The rest, as they say: history.

We never dated. Early on, I wasn’t interested in her as a girl; I needed her too much as a friend. Later still, too conscious of my ridiculous hair and my teenage dad-bod, I was scared to ask her out. Still later, she was dating handsome, popular guys. By the time I got serious about myself in college, learned about nutrition and took up running, lost my excess weight, she was still taken and I started dating other girls.

I learned a lot from those other girls: how to treat them. How to be honest. How to listen. How to make love. But none of them made me feel the way Ainsley did.

It seemed like we were never single at the same time. I’d been in the process of mustering my courage and asking her out…when she called me all excited and told me she’d just had a date with a guy who might be “the one.”

Fucking hell, I’d missed my chance again.

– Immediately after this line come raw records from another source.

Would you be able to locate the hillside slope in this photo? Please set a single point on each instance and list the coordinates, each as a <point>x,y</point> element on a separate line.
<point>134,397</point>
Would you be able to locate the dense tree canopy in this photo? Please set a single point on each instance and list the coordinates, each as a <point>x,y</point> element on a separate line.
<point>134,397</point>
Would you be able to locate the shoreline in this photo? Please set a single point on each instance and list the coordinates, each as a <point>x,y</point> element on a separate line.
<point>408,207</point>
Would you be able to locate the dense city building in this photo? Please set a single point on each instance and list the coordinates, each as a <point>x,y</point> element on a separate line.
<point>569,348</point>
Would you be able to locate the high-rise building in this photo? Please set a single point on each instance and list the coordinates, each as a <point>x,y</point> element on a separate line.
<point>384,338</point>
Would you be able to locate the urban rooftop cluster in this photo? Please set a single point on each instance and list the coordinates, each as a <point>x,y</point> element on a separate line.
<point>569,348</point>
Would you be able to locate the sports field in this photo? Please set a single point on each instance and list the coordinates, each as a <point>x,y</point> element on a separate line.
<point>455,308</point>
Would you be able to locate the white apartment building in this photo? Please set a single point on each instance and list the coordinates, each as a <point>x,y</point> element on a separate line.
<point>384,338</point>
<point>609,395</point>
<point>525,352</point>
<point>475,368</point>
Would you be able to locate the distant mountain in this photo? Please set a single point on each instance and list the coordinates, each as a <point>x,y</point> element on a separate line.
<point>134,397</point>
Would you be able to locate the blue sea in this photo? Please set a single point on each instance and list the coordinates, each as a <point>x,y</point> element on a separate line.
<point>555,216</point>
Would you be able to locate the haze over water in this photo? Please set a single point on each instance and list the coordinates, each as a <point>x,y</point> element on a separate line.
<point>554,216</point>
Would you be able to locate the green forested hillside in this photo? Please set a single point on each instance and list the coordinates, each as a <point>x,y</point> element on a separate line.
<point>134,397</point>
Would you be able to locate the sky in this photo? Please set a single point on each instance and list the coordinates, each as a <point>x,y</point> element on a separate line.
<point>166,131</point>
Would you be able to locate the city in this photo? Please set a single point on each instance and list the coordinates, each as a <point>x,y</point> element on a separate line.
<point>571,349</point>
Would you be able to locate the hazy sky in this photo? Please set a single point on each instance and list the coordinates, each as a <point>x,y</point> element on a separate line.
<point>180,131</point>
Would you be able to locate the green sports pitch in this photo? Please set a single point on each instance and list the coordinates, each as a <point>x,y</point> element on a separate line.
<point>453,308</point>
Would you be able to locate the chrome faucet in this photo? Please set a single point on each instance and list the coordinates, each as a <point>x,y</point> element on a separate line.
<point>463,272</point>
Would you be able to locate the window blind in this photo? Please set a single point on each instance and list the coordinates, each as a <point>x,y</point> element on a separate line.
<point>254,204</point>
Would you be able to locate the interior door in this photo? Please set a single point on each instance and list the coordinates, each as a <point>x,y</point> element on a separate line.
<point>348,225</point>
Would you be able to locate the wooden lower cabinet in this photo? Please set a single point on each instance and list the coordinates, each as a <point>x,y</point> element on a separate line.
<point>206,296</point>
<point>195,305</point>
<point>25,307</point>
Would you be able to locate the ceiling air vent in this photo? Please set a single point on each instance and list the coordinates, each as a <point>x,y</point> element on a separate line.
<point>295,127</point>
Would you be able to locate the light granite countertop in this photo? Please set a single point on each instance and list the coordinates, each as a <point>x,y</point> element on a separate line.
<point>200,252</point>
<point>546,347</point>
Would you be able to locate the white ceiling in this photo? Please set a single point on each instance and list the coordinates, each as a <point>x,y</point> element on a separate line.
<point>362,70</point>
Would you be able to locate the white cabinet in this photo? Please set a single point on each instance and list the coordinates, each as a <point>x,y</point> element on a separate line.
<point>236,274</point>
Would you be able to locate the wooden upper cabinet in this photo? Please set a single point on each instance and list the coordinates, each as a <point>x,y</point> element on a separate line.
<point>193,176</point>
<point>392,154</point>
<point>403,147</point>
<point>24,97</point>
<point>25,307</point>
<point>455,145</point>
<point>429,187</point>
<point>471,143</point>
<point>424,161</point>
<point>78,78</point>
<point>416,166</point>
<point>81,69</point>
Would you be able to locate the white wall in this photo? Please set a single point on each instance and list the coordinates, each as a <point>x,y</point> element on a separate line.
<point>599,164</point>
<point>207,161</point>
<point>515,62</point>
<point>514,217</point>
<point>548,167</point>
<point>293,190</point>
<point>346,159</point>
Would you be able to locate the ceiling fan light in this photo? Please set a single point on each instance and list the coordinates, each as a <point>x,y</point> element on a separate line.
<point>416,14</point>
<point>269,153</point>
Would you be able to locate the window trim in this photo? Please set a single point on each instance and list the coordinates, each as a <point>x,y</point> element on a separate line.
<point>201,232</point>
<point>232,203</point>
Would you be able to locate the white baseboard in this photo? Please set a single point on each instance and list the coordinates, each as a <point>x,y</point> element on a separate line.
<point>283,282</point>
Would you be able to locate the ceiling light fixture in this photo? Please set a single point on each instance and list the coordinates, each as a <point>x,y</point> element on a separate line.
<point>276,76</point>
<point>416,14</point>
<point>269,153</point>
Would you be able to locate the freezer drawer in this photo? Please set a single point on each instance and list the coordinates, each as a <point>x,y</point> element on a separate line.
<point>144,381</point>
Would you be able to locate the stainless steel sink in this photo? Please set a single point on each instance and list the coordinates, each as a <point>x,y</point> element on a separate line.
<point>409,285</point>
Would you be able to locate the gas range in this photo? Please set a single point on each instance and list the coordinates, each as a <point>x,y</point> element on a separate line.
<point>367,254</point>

It didn’t help that I didn’t even like Jake. I thought he was self-centered; worse, he was taking advantage of Ains. He got her to do a lot of stuff for him that he thought he was too important to bother with, and he was, in my opinion, overly concerned with her appearance. God forbid she wore her hair in a messy bun or a ponytail; he liked it when she spent time curling it or putting it up in a complicated updo. He had no patience for spending time with her funny, warm-hearted Aunt Nell. And every time he took Ainsley to yet another charity ball thing, he’d insist that she needed a new evening dress (but never offered to pay for it).

Bastard. She’s better off without him.

In fact, she’d be way better off with me.

And I intend to show her that during this vacation. This is my big chance to demonstrate that I don’t deserve the friend zone.